The freezing night was beautifully evoked by harp, glockenspiel and celesta in the opening section as the hero Vakula flies through the starry skies on the back of a devil in search of the Tsarina’s slippers. The BBC Symphony Orchestra’s brass came into its own in the Tsarina’s grand Polonaise, before another nocturnal flight returned Vakula to his beloved Oksana. The strings and oboe created dark and mysterious textures, Rimsky’s masterful orchestration communicating every shifting mood.
Neil Brand’s A Christmas Carol was written for the BBC in 2014, a collaboration between Radio 4 and Radio 3, using much of Charles Dickens’s original text together with orchestral accompaniment and narration.

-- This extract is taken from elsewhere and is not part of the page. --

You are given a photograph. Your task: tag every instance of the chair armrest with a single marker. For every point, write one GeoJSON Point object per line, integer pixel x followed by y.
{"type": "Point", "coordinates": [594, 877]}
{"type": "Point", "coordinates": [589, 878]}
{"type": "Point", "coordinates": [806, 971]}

The opening ‘City of Iron’ sets the tone of an industrial, inhuman landscape immune, as Scrooge is, to the warmth and inspiration of Christmas. The combination of music and dialogue gives dramatic impetus to the story. The musical idiom is understated and accessible, with hints of Lionel Bart’s Oliver.
The BBC Singers commenting on the action in restrained close-harmony. Philip Jackson was a perfect curmudgeonly Ebenezer Scrooge, his surly stinginess transformed to joyous generosity with more alacrity than the Victorian original. Tracy Ann Oberman played Ghost of Christmas Past persuasively and took on multiple roles with a change of hat. The actors conveyed an enormous cast of characters very convincingly, especially Evie Killip, whose Tiny Tim was depicted with heart-breaking innocence.
Scrooge’s brushes with Past, Present and Future matched the journeys in Rimsky’s Christmas Eve, Brand employing imaginative percussive effects with bells, drums and vibraphone to create a magical atmosphere, impressively conjuring Dickens’s London.